No wonder Mark Twain once referred to someone as “A good man in the worst sense of the word”. We know exactly what he meant.
Moralizers may be from the political right wing, the political left or for that matter the political dead center. The point is, whatever the issue that’s at stake, when Christians talk about light and truth in a way that reduces the faith to a shopping list of rules, we’ve lost the plot. We’ve obscured what’s at the heart of it all – the staggering claim that God so loved the world, ALL the world, EVERYONE without exclusion, that he gave his only Son.
There’s a lot of such “check-list Christianity” around at the moment. Presumably it was running in the mind of the person who phoned here a few months back to ask, about Kowloon Union Church, “Is your church Christian, or do you welcome anyone?”
The response was, of course, yes Kowloon Union Church is Christian and yes, for that very reason we do indeed welcome everyone because that’s what God does. Perhaps I should have tried to engage the enquirer in a fast study of the gospel passage we heard a few minutes ago. Remember it?
The farmer … the crop … the wheat and, among it, the weeds … and the question, what to do with the weeds? Jesus’ answer, you will recall, was: let God deal with the alleged weediness of others. You, deal with people inclusively. Never cease to have compassion. Never write someone off. Judge not, he says, for judgement lies with One who is wiser, more understanding, more caring, than you will ever be.

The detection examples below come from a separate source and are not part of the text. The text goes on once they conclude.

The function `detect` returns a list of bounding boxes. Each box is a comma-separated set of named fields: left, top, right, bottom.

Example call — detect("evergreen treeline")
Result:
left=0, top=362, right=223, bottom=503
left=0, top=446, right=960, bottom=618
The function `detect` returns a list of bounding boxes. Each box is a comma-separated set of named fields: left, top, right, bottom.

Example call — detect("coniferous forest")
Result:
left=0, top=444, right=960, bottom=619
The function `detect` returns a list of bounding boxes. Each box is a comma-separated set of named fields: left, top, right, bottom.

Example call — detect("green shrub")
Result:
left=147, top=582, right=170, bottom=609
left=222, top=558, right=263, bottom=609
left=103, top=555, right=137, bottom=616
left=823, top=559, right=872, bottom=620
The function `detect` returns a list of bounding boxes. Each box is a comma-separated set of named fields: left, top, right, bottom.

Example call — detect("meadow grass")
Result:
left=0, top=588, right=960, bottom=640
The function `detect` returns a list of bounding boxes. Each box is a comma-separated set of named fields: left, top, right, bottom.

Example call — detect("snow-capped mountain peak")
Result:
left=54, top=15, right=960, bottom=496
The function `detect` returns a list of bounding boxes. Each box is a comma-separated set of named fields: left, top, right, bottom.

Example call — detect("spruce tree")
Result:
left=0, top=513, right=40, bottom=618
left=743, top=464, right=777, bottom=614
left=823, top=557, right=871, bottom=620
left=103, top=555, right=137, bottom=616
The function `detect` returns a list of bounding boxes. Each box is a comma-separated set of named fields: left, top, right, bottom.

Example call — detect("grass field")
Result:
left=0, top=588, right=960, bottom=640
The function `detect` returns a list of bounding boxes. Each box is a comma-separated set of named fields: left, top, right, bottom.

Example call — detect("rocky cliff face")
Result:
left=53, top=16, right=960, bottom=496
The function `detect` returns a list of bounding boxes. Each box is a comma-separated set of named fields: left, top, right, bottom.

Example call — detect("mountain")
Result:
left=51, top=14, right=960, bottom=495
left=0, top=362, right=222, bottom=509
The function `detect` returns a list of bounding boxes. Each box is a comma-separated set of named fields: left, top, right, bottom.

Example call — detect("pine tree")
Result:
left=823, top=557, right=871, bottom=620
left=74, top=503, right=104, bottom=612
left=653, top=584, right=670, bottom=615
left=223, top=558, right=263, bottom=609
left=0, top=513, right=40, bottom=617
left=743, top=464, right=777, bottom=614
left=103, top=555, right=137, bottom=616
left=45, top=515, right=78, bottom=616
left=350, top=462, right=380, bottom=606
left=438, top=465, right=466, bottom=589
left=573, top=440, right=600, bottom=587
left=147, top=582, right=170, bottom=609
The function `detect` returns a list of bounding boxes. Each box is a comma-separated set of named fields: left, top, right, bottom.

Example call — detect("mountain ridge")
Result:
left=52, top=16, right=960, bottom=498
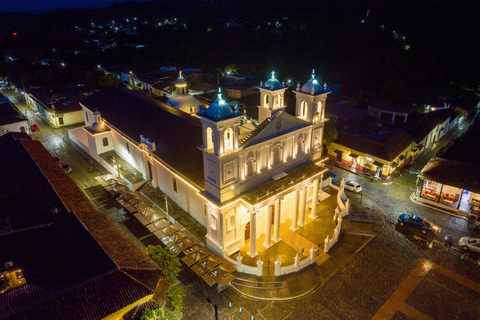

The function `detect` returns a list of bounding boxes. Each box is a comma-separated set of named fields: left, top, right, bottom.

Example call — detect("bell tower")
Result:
left=258, top=71, right=287, bottom=123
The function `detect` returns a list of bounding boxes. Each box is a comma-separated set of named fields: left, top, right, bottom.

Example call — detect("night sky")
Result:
left=0, top=0, right=146, bottom=13
left=0, top=0, right=472, bottom=13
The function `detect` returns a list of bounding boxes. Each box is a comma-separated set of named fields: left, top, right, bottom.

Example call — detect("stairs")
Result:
left=231, top=278, right=289, bottom=300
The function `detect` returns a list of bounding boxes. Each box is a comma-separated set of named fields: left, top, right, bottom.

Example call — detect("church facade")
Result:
left=69, top=69, right=328, bottom=257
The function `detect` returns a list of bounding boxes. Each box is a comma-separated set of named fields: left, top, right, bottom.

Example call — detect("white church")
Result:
left=69, top=72, right=329, bottom=257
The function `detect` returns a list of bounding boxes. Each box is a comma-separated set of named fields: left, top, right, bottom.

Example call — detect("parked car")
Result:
left=345, top=181, right=362, bottom=193
left=323, top=171, right=338, bottom=181
left=398, top=214, right=440, bottom=233
left=458, top=237, right=480, bottom=253
left=60, top=160, right=72, bottom=173
left=468, top=214, right=480, bottom=229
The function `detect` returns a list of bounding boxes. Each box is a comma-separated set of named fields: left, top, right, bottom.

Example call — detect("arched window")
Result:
left=297, top=138, right=305, bottom=155
left=247, top=158, right=257, bottom=177
left=300, top=101, right=308, bottom=118
left=224, top=128, right=233, bottom=151
left=205, top=127, right=213, bottom=150
left=273, top=144, right=282, bottom=165
left=315, top=101, right=323, bottom=120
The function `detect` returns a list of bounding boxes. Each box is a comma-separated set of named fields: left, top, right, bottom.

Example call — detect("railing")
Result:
left=323, top=179, right=350, bottom=252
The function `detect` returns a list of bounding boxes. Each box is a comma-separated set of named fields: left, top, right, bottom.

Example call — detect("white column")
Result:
left=263, top=204, right=272, bottom=248
left=298, top=186, right=307, bottom=227
left=273, top=199, right=282, bottom=242
left=290, top=190, right=298, bottom=231
left=248, top=211, right=257, bottom=258
left=310, top=179, right=318, bottom=219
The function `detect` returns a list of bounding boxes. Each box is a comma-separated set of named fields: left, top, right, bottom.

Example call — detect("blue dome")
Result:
left=207, top=89, right=233, bottom=120
left=302, top=70, right=323, bottom=94
left=263, top=71, right=283, bottom=90
left=263, top=79, right=283, bottom=90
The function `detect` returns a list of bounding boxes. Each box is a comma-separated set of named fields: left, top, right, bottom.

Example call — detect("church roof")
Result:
left=259, top=71, right=286, bottom=91
left=206, top=88, right=237, bottom=121
left=302, top=70, right=323, bottom=95
left=82, top=88, right=205, bottom=188
left=0, top=134, right=161, bottom=320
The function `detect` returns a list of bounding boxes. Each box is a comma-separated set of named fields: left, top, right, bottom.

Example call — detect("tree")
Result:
left=323, top=114, right=338, bottom=148
left=167, top=285, right=185, bottom=312
left=140, top=308, right=165, bottom=320
left=98, top=73, right=118, bottom=88
left=146, top=245, right=181, bottom=280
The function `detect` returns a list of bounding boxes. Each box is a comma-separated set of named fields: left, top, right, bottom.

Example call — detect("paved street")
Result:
left=6, top=87, right=480, bottom=320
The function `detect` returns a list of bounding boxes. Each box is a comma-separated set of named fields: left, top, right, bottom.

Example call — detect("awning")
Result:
left=373, top=161, right=384, bottom=167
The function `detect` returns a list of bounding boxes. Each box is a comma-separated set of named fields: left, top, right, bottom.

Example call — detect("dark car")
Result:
left=398, top=214, right=440, bottom=233
left=323, top=171, right=338, bottom=181
left=60, top=160, right=72, bottom=173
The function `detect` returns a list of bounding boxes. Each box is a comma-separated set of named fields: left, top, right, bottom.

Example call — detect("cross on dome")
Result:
left=218, top=87, right=223, bottom=102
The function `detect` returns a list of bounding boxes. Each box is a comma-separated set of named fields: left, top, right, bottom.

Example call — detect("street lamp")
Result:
left=207, top=298, right=218, bottom=320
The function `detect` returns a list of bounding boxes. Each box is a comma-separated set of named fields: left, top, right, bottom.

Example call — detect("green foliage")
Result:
left=165, top=311, right=183, bottom=320
left=140, top=308, right=165, bottom=320
left=146, top=245, right=181, bottom=278
left=98, top=73, right=118, bottom=88
left=140, top=308, right=183, bottom=320
left=167, top=285, right=185, bottom=311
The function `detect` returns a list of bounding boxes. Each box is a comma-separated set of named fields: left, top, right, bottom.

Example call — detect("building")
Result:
left=0, top=98, right=29, bottom=136
left=167, top=70, right=200, bottom=114
left=328, top=101, right=458, bottom=180
left=69, top=73, right=329, bottom=257
left=24, top=87, right=83, bottom=128
left=0, top=133, right=161, bottom=320
left=416, top=121, right=480, bottom=215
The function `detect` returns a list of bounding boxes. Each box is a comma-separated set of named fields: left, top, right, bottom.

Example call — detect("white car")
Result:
left=345, top=181, right=362, bottom=193
left=458, top=237, right=480, bottom=253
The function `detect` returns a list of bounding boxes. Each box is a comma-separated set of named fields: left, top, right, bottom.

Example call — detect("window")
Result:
left=227, top=215, right=235, bottom=231
left=224, top=128, right=233, bottom=151
left=172, top=177, right=177, bottom=192
left=247, top=158, right=256, bottom=177
left=273, top=144, right=282, bottom=165
left=300, top=101, right=308, bottom=118
left=205, top=128, right=213, bottom=150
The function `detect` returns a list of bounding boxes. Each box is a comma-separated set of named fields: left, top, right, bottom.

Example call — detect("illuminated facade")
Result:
left=69, top=69, right=334, bottom=257
left=200, top=72, right=328, bottom=257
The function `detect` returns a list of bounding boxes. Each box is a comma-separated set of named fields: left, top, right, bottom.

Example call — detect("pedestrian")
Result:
left=445, top=235, right=453, bottom=249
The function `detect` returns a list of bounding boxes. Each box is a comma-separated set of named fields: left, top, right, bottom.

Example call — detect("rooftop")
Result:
left=0, top=102, right=27, bottom=126
left=0, top=133, right=161, bottom=319
left=82, top=88, right=205, bottom=188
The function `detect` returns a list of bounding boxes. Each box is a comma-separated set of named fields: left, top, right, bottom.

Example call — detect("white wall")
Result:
left=0, top=120, right=28, bottom=136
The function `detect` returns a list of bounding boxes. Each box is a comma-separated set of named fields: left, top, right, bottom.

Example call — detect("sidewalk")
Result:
left=232, top=196, right=385, bottom=300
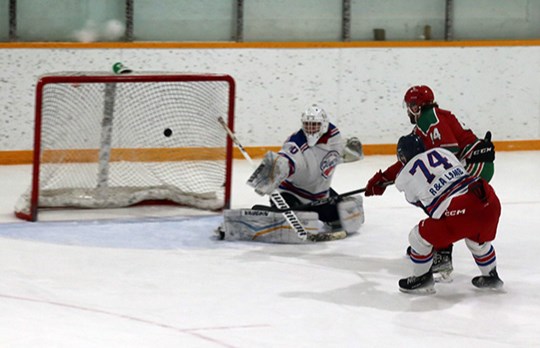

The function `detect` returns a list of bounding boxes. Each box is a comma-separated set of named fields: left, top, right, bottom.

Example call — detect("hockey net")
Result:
left=15, top=72, right=235, bottom=221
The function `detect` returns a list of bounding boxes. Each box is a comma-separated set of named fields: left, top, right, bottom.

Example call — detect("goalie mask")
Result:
left=302, top=104, right=329, bottom=147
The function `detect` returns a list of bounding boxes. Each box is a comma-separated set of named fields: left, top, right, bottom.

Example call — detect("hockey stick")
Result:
left=218, top=116, right=308, bottom=240
left=273, top=181, right=394, bottom=212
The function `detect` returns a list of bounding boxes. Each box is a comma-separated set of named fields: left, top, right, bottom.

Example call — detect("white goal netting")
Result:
left=15, top=73, right=234, bottom=220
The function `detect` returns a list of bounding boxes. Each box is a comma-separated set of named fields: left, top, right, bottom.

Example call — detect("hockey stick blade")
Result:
left=276, top=181, right=394, bottom=212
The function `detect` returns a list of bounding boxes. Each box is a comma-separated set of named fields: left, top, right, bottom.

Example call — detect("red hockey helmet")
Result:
left=403, top=85, right=435, bottom=124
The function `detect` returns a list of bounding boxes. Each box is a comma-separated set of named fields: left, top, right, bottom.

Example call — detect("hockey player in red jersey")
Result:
left=365, top=85, right=495, bottom=278
left=395, top=134, right=503, bottom=293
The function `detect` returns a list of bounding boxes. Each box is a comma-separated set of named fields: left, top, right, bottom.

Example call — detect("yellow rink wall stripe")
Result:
left=0, top=140, right=540, bottom=165
left=0, top=39, right=540, bottom=49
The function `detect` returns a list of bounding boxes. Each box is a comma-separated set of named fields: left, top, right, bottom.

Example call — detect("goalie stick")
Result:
left=218, top=116, right=308, bottom=240
left=268, top=181, right=394, bottom=212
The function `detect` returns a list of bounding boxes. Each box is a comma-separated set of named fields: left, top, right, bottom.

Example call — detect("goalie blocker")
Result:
left=215, top=196, right=364, bottom=244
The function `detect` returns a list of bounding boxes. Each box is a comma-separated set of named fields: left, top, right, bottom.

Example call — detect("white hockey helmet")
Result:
left=302, top=104, right=329, bottom=147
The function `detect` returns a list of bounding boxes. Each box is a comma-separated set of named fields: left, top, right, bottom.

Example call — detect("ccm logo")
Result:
left=444, top=209, right=467, bottom=216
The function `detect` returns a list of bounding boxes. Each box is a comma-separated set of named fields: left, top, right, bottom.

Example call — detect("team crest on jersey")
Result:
left=321, top=151, right=339, bottom=178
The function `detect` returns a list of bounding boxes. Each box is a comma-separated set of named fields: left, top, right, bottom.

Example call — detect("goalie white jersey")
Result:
left=279, top=123, right=344, bottom=203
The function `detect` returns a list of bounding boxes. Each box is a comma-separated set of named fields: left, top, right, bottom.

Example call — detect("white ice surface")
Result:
left=0, top=152, right=540, bottom=348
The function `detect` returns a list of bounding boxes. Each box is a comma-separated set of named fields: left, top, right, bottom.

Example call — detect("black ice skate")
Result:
left=472, top=267, right=504, bottom=289
left=399, top=270, right=435, bottom=294
left=431, top=245, right=454, bottom=283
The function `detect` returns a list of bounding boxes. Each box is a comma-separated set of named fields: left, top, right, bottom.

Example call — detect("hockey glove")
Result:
left=466, top=131, right=495, bottom=164
left=364, top=170, right=391, bottom=197
left=343, top=137, right=364, bottom=163
left=247, top=152, right=290, bottom=196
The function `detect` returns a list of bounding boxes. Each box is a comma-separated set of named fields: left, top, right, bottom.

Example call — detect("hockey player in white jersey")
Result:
left=217, top=105, right=364, bottom=243
left=395, top=134, right=503, bottom=293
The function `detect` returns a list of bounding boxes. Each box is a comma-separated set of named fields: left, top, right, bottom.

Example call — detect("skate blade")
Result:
left=433, top=272, right=454, bottom=283
left=399, top=286, right=436, bottom=295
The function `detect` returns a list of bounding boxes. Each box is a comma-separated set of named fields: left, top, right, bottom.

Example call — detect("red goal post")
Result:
left=15, top=72, right=235, bottom=221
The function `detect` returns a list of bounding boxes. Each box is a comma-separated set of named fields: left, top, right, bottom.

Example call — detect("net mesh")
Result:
left=16, top=75, right=231, bottom=220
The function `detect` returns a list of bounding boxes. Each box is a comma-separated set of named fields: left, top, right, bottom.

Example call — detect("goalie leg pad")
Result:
left=219, top=209, right=322, bottom=244
left=337, top=196, right=365, bottom=233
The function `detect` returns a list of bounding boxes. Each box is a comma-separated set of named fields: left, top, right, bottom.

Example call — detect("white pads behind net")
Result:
left=219, top=209, right=322, bottom=244
left=337, top=196, right=365, bottom=233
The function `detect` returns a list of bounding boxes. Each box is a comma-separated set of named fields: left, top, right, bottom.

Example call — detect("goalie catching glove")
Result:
left=465, top=131, right=495, bottom=164
left=247, top=152, right=290, bottom=196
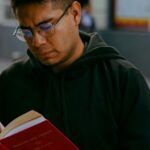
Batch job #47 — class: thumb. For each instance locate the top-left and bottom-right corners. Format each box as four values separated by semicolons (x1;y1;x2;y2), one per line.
0;122;4;133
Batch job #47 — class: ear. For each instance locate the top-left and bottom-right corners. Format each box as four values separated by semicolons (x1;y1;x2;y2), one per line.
71;1;81;26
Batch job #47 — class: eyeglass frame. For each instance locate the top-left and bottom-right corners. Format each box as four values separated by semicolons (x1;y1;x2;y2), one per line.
13;3;72;42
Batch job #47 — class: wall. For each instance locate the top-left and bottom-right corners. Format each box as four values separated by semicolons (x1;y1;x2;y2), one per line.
100;31;150;77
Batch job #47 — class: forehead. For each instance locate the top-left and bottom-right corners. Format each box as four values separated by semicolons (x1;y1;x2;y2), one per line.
16;2;62;26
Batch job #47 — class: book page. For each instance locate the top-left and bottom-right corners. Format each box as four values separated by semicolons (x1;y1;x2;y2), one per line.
4;116;46;137
0;110;44;138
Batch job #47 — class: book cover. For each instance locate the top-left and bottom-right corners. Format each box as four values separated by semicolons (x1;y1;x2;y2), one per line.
0;111;79;150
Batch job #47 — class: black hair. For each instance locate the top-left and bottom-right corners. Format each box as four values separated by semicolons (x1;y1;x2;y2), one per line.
11;0;75;13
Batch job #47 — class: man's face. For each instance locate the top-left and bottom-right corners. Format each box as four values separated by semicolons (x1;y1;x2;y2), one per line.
16;2;81;69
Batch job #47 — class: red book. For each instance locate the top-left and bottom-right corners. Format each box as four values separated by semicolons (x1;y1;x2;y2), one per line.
0;110;79;150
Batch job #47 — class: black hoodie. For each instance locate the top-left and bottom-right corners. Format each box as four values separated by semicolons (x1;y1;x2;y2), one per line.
0;33;150;150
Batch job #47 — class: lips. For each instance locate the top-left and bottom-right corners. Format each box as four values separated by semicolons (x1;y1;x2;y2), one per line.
36;51;58;59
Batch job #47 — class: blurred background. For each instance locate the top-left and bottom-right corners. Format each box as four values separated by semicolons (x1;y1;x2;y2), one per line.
0;0;150;86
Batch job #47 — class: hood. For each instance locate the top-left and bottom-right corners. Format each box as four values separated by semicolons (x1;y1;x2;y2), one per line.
27;31;123;70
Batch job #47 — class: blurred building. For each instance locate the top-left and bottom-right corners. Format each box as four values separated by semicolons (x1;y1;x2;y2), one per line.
0;0;150;82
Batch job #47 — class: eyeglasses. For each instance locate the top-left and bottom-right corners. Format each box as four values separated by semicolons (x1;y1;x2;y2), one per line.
13;4;71;42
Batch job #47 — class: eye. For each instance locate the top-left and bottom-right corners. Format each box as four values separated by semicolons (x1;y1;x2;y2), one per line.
21;29;32;37
39;23;53;31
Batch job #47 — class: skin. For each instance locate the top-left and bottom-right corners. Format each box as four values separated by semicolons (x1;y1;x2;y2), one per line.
15;1;84;71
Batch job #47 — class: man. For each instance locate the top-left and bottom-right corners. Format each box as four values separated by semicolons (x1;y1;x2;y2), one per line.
79;3;97;33
0;0;150;150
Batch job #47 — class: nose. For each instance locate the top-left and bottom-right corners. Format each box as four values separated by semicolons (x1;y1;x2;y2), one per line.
32;32;46;47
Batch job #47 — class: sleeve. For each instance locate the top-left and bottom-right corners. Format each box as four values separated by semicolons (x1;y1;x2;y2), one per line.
119;68;150;150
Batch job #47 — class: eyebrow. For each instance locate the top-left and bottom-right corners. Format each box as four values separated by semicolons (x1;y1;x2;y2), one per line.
19;18;54;29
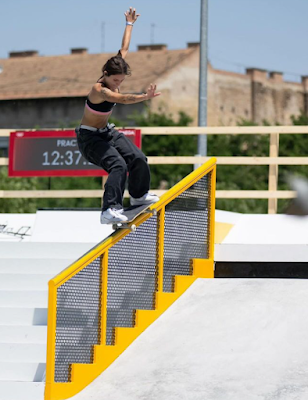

What have we done to the Christian faith that makes people not want to believe in it?
We’ve misrepresented it, that’s what. We’ve somehow turned good news into bad, mystery into moralizing. When congregations like ours apply themselves more wholeheartedly to living out the unconditional acceptance that’s in the heart of God, people who thought they knew what Christianity was all about and rejected it are in for a wonderful surprise.
Meanwhile, let’s be content to allow God to do the weeding. After all, you and I have more than enough to preoccupy us, with the loving, the living, the celebrating.